In all three cases, I've assumed that there's no recovery required if do_blah succeeds but do_flibble fails. If recovery was required, additional code would be required. It could be argued that this is where the problems with exceptions begin, as the code paths for exceptions are hidden, and it is therefore unclear where the cleanup must be done. However, if you design your code with exceptions in mind I find you still get elegant code. try/catch blocks are ugly: this is where deterministic destruction comes into its own.
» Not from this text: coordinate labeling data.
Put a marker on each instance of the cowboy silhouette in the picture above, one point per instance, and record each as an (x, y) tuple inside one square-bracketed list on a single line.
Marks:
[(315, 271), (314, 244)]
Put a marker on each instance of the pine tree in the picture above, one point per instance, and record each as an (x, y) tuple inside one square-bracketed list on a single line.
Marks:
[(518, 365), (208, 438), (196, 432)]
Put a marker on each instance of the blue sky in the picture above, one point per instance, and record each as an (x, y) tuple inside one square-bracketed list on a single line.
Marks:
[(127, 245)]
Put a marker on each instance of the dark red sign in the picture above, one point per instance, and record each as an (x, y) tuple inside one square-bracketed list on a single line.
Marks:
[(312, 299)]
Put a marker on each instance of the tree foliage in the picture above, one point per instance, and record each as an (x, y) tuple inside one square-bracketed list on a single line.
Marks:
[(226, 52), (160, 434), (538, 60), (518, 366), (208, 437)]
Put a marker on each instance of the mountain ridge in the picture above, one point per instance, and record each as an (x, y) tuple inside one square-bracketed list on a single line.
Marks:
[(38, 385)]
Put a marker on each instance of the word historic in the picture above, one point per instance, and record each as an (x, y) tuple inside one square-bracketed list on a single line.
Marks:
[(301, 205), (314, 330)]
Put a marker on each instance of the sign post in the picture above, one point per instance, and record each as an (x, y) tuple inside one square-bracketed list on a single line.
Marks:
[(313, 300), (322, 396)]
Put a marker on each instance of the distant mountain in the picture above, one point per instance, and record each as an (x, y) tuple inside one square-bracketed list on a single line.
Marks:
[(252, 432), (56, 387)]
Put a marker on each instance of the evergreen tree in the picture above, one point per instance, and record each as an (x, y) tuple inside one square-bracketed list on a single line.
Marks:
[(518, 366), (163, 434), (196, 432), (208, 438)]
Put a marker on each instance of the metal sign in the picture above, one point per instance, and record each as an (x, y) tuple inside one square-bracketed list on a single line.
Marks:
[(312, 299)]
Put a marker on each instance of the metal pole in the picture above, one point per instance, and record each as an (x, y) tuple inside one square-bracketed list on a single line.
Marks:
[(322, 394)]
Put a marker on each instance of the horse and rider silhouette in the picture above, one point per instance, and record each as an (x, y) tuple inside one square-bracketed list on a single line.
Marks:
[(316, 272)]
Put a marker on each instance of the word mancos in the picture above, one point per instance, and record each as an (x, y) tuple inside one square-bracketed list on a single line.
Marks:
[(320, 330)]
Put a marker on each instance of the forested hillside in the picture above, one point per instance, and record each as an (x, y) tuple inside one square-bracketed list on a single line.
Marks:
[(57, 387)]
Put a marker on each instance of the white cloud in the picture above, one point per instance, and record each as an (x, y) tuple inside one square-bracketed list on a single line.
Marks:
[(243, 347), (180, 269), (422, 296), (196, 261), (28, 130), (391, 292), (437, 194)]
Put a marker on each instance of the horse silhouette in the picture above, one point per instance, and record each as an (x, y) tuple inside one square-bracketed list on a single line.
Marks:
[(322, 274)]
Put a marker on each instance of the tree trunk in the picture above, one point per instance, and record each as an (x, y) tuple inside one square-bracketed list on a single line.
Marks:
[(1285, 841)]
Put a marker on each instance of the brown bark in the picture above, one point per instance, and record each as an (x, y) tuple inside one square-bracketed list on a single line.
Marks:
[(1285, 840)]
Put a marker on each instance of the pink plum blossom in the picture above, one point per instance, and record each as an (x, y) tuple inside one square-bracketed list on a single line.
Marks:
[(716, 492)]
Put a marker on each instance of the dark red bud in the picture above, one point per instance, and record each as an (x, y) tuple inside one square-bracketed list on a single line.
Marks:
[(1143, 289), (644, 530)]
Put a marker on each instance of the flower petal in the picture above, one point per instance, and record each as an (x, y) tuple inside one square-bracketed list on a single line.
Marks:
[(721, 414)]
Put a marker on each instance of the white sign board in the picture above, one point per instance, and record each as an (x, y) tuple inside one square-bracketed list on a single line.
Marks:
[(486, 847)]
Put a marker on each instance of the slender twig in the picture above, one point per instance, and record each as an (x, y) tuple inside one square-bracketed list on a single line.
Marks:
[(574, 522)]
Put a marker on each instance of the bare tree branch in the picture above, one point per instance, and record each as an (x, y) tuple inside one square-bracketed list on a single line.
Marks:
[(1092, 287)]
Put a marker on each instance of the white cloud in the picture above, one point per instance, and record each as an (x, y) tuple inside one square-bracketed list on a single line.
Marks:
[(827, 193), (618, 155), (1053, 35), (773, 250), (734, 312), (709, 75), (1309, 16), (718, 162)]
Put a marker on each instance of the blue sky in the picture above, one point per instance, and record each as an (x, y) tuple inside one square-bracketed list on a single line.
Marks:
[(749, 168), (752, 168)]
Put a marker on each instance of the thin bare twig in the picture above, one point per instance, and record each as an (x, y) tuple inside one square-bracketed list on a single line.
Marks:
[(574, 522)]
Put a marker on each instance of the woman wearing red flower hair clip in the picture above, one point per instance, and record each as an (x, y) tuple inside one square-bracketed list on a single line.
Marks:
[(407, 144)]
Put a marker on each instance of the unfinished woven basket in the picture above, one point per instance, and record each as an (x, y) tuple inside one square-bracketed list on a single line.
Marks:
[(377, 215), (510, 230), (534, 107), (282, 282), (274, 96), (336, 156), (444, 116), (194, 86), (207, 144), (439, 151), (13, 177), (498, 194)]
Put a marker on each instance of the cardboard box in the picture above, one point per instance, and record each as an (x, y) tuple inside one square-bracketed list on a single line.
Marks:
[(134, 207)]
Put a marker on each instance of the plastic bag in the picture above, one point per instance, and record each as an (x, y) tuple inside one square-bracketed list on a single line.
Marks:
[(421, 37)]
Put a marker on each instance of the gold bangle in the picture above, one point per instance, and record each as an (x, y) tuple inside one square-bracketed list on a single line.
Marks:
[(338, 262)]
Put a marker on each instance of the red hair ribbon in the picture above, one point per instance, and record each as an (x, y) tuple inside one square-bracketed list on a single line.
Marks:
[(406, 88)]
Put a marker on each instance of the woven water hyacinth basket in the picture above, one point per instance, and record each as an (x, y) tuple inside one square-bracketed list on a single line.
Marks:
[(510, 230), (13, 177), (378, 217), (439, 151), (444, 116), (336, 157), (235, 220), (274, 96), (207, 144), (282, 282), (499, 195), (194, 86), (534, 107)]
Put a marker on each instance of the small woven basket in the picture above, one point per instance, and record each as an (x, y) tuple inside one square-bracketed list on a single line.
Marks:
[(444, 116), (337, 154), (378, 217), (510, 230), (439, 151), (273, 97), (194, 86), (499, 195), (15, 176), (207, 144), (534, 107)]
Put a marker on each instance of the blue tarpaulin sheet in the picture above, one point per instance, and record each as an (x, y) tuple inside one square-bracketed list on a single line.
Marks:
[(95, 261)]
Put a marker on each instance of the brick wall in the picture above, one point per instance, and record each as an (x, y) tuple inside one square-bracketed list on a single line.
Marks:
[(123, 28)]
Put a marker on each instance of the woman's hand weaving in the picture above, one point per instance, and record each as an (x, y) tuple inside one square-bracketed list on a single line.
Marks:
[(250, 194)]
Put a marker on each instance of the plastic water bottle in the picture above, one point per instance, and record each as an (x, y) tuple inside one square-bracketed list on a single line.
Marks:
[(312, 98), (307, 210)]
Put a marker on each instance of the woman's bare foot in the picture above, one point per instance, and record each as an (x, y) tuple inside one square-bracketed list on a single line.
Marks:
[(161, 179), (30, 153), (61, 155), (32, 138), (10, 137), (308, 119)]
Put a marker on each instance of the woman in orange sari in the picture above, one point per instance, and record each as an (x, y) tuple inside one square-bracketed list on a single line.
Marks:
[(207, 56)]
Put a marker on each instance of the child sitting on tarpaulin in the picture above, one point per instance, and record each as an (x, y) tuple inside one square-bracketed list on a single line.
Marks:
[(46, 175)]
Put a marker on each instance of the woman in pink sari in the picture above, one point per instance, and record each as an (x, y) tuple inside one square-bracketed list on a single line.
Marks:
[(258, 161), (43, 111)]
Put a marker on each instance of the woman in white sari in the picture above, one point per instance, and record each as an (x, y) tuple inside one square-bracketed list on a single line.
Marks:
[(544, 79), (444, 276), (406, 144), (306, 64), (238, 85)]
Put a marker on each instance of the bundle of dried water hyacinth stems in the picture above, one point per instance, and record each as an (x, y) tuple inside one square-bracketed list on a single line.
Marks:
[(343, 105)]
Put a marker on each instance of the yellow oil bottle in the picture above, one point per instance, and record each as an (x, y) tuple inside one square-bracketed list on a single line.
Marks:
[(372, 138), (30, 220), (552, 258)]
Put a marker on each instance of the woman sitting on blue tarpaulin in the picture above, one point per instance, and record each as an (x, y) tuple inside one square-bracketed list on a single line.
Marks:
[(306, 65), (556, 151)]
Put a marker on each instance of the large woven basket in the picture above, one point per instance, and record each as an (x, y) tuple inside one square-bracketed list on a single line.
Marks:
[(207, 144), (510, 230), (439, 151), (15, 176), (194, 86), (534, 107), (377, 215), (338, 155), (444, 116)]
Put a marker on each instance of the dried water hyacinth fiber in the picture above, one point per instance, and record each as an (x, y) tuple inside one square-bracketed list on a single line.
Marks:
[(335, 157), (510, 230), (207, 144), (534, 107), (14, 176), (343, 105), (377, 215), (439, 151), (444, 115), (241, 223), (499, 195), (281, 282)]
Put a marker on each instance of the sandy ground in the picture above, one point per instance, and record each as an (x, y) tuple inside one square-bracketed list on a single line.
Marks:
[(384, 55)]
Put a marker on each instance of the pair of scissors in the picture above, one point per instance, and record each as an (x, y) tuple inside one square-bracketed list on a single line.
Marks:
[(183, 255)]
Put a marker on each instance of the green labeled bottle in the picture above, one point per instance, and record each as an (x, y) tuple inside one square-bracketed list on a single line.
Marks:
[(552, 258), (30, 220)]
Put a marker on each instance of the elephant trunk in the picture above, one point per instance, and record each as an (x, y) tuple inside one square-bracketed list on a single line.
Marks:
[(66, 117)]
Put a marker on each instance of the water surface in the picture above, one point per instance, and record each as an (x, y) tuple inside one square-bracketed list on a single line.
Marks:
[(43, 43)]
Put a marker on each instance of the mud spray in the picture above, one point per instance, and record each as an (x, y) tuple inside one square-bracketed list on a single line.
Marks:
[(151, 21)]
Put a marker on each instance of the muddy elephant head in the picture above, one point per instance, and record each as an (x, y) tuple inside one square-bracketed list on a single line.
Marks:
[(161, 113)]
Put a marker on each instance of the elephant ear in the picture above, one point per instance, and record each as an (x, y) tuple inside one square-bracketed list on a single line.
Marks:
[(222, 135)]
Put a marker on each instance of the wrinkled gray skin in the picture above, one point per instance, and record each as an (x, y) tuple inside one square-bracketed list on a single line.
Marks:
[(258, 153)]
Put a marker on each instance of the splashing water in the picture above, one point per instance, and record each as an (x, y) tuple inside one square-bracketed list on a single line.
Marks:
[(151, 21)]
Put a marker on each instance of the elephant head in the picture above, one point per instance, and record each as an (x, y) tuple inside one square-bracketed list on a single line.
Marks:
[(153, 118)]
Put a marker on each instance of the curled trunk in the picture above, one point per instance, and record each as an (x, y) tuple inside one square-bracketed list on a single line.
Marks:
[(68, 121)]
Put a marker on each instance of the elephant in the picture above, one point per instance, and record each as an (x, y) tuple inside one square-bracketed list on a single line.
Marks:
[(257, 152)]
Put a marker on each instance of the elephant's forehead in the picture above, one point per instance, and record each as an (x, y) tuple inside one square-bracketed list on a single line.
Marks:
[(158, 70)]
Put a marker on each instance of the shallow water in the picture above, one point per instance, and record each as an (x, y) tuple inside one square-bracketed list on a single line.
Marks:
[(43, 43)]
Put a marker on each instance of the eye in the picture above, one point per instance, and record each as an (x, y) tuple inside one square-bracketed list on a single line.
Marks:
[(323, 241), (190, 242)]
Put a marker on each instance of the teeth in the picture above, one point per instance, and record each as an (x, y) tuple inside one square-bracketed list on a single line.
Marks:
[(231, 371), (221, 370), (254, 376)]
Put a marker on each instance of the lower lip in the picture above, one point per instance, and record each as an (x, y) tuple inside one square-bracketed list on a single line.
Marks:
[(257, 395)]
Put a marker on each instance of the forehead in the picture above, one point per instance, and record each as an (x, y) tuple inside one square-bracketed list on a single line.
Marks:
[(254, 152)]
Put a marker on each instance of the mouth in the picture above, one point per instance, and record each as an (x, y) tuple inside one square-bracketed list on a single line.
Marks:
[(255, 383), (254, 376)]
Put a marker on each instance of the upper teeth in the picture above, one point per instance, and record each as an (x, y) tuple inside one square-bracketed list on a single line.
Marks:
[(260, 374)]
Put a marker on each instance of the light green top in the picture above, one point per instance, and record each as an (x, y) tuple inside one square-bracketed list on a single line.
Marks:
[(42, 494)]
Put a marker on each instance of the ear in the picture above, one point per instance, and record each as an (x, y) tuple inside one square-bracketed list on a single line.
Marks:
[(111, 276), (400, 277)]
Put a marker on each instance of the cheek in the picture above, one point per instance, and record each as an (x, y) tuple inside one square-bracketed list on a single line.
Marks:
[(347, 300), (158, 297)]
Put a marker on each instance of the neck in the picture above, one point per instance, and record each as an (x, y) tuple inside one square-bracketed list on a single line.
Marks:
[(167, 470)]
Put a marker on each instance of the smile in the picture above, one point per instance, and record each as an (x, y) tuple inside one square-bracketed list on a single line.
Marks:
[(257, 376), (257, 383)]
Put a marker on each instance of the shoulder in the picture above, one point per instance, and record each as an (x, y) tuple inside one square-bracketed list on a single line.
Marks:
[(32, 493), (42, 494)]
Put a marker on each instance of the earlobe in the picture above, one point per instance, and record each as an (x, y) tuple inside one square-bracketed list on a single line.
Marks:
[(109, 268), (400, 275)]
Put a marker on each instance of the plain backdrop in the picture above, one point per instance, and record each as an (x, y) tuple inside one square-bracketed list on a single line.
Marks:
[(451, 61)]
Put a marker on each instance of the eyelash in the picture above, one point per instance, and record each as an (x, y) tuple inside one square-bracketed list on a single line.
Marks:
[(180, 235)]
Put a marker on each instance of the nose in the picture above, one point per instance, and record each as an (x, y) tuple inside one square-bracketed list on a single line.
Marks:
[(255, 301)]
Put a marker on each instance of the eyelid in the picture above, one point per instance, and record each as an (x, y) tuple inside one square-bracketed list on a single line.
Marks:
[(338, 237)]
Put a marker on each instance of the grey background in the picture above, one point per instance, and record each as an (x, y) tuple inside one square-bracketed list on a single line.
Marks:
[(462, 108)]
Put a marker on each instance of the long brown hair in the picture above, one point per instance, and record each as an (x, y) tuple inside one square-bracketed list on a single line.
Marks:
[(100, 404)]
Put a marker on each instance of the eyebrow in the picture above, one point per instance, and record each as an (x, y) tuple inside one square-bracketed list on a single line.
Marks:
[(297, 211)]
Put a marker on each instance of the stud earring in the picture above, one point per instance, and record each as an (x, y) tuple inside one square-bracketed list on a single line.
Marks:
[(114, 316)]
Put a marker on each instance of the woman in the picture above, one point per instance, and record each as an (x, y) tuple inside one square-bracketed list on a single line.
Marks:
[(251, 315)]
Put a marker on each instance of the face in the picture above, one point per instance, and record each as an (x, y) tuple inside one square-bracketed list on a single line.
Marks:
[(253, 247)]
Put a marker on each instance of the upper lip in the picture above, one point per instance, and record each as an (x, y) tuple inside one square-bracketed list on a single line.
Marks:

By encapsulating resources, and performing changes in an exception-safe manner, you end up with elegant code that behaves gracefully in the face of exceptions, without cluttering the "happy path". Here's some code:

    int foo_with_error_codes(some_type param1,other_type param2,result_type* result)
    {
        int error=0;
        intermediate_type temp;

        if(error=do_blah(param1,23,&temp))
        {
            return error;
        }

        if(error=do_flibble(param2,temp,result))
        {
            cleanup_blah(temp);
            return error;
        }
        return 0;
    }

    result_type foo_with_errno(some_type param1,other_type param2)
    {
        errno=0;
        intermediate_type temp=do_blah(param1,23);
        if(errno)
        {
            return dummy_result_type_value;
        }

        result_type res=do_flibble(param2,temp);
        if(errno)
        {
            cleanup_blah(temp);
            return dummy_result_type_value;
        }
        return res;
    }

    result_type foo_with_exceptions(some_type param1,other_type param2)
    {
        return do_flibble(param2,do_blah(param1,23));
    }

    result_type foo_with_exceptions2(some_type param1,other_type param2)
    {
        blah_cleanup_guard temp(do_blah(param1,23));
        result_type res=do_flibble(param2,temp);
        temp.dismiss();
        return res;
    }

In the error code cases, we need to explicitly cleanup on error, by calling cleanup_blah. In the exception case we've got two possibilities, depending on how your code is structured. In foo_with_exceptions, everything is just handled directly: if do_flibble doesn't take ownership of the intermediate data, it cleans itself up. This might well be the case if do_blah returns a type that handles its own resources, such as std::string or boost::shared_ptr. If explicit cleanup might be required, we can write a resource management class such as blah_cleanup_guard used by foo_with_exceptions2, which takes ownership of the effects of do_blah, and calls cleanup_blah in the destructor unless we call dismiss to indicate that everything is going OK.

Real Examples

That's enough waffling about made up examples, let's look at some real code. Here's something simple: adding a new value to a dynamic array of DataType objects held in a simple dynamic_array class. Let's assume that objects of DataType can somehow fail to be copied: maybe they allocate memory internally, which may therefore fail. We'll also use a really dumb algorithm that reallocates every time a new element is added. This is not for any reason other than it simplifies the code: we don't need to check whether or not reallocation is needed.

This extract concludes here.